Xavier Lacroix, membre du groupe de travail ayant rendu cet avis, a, lui, affirmé à La Croix : “Globalement, ce texte a une bonne teneur éthique, et je l’approuve. Sauf sur ce point.” Pour lui, s’il “ne s’agit pas d’un eugénisme collectif et coercitif comme l’histoire en a connu dans certains régimes totalitaires”, il y a bien“un eugénisme libéral et individuel qui peut aboutir au même résultat qu’une politique collective”. Le CCNE s’est fondé sur “un argument pragmatique et utilitaire évident. […] Mais dans la réflexion éthique, la balance utilitaire ne doit pas toujours avoir le dernier mot”. “Le DPI est déjà transgressif sur le plan éthique, puisqu’il conduit à éliminer les embryons non conformes. Mais il est limité aux pathologies graves ce qui est déjà un compromis. Si on l’élargit à la recherche de la trisomie, pathologie qui fait déjà l’objet d’une véritable traque, on sort de ce cadre.
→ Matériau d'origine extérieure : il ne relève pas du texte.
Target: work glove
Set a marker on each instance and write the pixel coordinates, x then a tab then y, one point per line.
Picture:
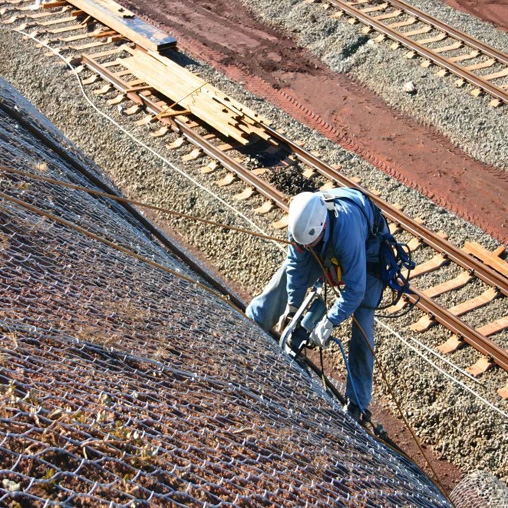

Et qu’est-ce qui empêchera, après la trisomie, d’étendre encore le DPI, à la recherche de multiples autres affections ? “
 
Un avis d’exclusion
 
La Fondation Jérôme Lejeune a immédiatement publié un communiqué, pour dénoncer, l’année du cinquantenaire de la découverte de la trisomie 21, “une étape supplémentaire qui confirme la volonté d’éradiquer le plus tôt possible tout être humain atteint de trisomie 21 et renforcera l’eugénisme”. Son président, Jean-Marie Le Méné, a affirmé que l’avis du CCNE n’était certainement pas “un avis modéré inspiré par la sagesse”, précisant par ailleurs que ce qui allait ” ‘justifier ‘ la recherche de la trisomie, c’est seulement le regard d’exclusion posé a priori sur les porteurs de cette affection, exclusion déjà créée, entretenue et financée par l’Etat à travers sa politique eugénique de dépistage généralisé (DPN)”. Il s’est inquiété que cet avis élargisse encore le champ du DPI. Il s’interroge donc : au nom de la souffrance des femmes attendant un enfant trisomique 21, le CCNE préconise de dépister les embryons soumis à un DPI, mais pourquoi ne pas l’étendre à tous les embryons conçus par FIV ? “Au nom de quoi la FIV classique pour infertilité se verrait-elle refuser le droit à une grossesse débarrassée du risque de la trisomie 21 ? Au nom de quoi imposerait-on aux femmes qui ont déjà eu du mal à concevoir la souffrance d’attendre les premiers mois de la grossesse pour être confrontées au dépistage de la trisomie 21 alors que le DPI offre une possibilité tellement plus simple?”
 
L’avis 107 propose également d’étendre le DPI aux prédispositions au cancer et de maintenir l’utilisation du DPI dans le cas d’un bébé-médicament, contrairement aux préconisations du Conseil d’Etat. La Fondation Jérôme Lejeune a donc interpellé “solennellement la représentation nationale […] Il sera demandé aux représentants de la nation cohérence et courage et à l’Etat de prendre des mesures fortes et concrètes, sauf à entériner le choix collectif de l’éradication des enfants trisomiques”.
 
Un espoir de traitement
 
De manière symbolique, l’avis 107 a été rendu le 17 novembre 2009. Le 18, un groupe de chercheurs américains de l’université de Stanford publiait une étude dans la revue Science où il affirmait avoir réussi à rétablir les capacités intellectuelles de souris modèles de trisomie 21. Les scientifiques ont stimulé la production de norépinéphrine, une hormone de l’hippocampe qui joue un rôle clé dans les processus d’attention et de mémorisation mis en cause par la maladie. Ils ont alors constaté que les souris retrouvaient des capacités intellectuelles proches de la normale. “Nous avons de bonnes raisons de croire que ce type de thérapie pourrait avoir un effet bénéfique sur les enfants atteints de trisomie”, a affirmé le principal auteur de l’étude, Ahmad Salehi.
 
En conclusion, on peut voir une fois encore que le progrès n’est pas du côté de la transgression.